To get around this statutory obstacle ( New York Courts are loathe to all "self-help" remedies by both tenants and by landlords on the notion that if everyone helped themselves, what is the point of law?) you may imagine that the statutory warranty of habitability may offer some hope to recover your out-of-pocket expense when or if the landlord sues you for the portion of unpaid rent. The warranty of habitability (New York Real Property Law section 235-b) mandates that all residential leases whether oral or written contain an implied warranty of habitability.
§ 235-b. Warranty of habitability.
1. In every written or oral lease or rental agreement for residential premises the landlord or lessor shall be deemed to covenant and warrant that the premises so leased or
rented and all areas used in connection therewith in common with other tenants or residents are fit for human habitation and for the uses reasonably intended by the parties and that the occupants of such premises shall not be subjected to any conditions which would be
dangerous, hazardous or detrimental to their life, health or safety. ***
3. In determining the amount of damages sustained by a tenant as a result of a breach of the warranty set forth in the section, the court;
(a) need not require any expert testimony; ***"

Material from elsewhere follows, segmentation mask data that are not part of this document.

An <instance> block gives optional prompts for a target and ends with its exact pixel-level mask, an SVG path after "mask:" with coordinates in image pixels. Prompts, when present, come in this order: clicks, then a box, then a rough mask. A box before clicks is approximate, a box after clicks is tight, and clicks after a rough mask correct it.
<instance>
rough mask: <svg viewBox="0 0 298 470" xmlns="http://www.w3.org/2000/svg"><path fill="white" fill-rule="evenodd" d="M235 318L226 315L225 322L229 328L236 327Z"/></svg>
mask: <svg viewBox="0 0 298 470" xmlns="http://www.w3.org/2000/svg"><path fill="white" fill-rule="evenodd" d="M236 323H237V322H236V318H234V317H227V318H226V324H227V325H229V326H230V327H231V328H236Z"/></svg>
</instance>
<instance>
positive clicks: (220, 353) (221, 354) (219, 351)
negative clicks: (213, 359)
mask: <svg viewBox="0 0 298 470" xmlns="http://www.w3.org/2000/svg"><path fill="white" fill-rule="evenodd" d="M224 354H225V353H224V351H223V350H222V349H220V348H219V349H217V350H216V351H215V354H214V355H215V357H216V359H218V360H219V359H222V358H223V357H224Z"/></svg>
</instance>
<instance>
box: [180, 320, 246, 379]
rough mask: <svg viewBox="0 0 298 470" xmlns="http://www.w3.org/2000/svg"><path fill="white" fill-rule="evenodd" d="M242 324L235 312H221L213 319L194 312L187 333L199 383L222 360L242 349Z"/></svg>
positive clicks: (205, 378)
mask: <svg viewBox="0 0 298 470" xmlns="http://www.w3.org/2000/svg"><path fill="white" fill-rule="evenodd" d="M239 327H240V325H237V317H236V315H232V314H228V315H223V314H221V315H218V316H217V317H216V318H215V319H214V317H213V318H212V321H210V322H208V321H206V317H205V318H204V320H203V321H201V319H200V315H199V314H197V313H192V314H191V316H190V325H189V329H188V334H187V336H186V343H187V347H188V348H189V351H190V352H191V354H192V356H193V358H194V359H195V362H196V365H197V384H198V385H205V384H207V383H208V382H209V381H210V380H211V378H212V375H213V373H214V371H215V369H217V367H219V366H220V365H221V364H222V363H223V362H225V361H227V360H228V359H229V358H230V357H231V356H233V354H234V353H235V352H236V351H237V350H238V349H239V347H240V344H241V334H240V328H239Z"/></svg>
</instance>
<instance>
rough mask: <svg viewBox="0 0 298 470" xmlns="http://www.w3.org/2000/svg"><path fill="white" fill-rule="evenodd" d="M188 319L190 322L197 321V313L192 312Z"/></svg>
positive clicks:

Expert testimony is not required on a trial to determine the monetary value of the breach of the warranty of habitability. A tenant could logically argue that a true measure of the damages suffered by the tenant as a result of the breach of the warranty of habitability is the actual cost to the tenant for making the repair not made by the landlord. In any such case, a lot will depend on your ability to prove the existence of the actual defective condition, the giving of proper notice to the landlord to correct the condition, the failure of the landlord to make the repair after a reasonable time transpires from notice, and the actual emergency need for the tenant to make the repair and the true cost of the repair. You would likely require records and testimony from the electrician if you tried to prove this in court. A tenant may assert the breach of the warranty of habitability as a defense ( for an abatement in rent) and as a counterclaim, for actual monetary damages.